Maze Procedure Success Rates
Concomitant Cox maze IV procedures are ablations performed during other heart surgeries. While they generally have high success rates of over 70%, reported success rates can vary for several reasons, including those below. Many of these same variables apply to standalone Cox maze IV procedures for afib only.

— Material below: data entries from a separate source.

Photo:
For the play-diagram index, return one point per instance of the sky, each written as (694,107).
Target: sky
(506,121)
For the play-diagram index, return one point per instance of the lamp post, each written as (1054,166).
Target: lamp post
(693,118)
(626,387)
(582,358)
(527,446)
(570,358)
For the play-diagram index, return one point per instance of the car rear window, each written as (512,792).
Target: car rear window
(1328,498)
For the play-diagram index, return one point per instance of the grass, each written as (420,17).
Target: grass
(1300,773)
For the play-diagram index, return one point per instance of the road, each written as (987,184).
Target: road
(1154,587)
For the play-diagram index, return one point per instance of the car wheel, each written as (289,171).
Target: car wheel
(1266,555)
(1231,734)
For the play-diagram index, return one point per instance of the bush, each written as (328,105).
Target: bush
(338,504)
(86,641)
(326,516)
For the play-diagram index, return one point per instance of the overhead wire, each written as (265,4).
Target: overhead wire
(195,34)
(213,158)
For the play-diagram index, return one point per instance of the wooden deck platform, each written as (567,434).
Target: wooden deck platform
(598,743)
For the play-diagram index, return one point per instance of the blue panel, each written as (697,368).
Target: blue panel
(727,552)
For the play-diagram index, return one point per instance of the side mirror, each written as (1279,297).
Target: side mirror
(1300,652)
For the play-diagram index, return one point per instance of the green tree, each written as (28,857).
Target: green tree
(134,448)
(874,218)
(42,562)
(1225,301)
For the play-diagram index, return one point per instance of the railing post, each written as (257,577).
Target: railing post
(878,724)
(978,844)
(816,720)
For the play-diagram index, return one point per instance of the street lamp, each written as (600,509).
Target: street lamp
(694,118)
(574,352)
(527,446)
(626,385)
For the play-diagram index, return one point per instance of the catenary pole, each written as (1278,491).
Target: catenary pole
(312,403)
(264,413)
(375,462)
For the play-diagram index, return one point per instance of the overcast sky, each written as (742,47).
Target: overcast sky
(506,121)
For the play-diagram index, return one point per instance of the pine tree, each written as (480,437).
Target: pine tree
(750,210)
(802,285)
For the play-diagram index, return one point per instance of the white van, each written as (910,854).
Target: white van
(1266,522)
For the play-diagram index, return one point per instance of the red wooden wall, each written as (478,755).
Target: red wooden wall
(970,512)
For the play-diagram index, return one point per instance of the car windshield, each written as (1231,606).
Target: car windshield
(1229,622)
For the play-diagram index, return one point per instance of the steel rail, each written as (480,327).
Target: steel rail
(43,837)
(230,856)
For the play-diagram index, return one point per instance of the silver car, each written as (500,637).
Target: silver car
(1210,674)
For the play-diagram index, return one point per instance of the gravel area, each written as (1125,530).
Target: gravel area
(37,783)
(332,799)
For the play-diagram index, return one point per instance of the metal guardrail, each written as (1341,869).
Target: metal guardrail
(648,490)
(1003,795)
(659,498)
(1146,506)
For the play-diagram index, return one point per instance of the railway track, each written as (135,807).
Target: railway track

Severity of afib. Most data on surgical ablation comes from observational (informal) studies at single hospitals, not formal clinical trials. These centers typically aggregate the data for all surgical ablation procedures, meaning the overall effectiveness rate includes paroxysmal, persistent, and even longstanding persistent afib. More severe forms of atrial fibrillation are more difficult to cure because of atrial remodeling. A center’s overall effectiveness rate depends, in part, on the primary afib type treated at the center.
Other heart conditions. The effectiveness rate of afib ablation can vary based on the other heart condition(s) being treated. For instance, 92% of patients who had a valve procedure in the ABLATE (AtriCure Bipolar Radiofrequency Ablation of Permanent Atrial Fibrillation) trial were free from afib and off antiarrhythmic medication at six months. Comparatively, 78% of patients who underwent coronary artery bypass grafting met this study endpoint.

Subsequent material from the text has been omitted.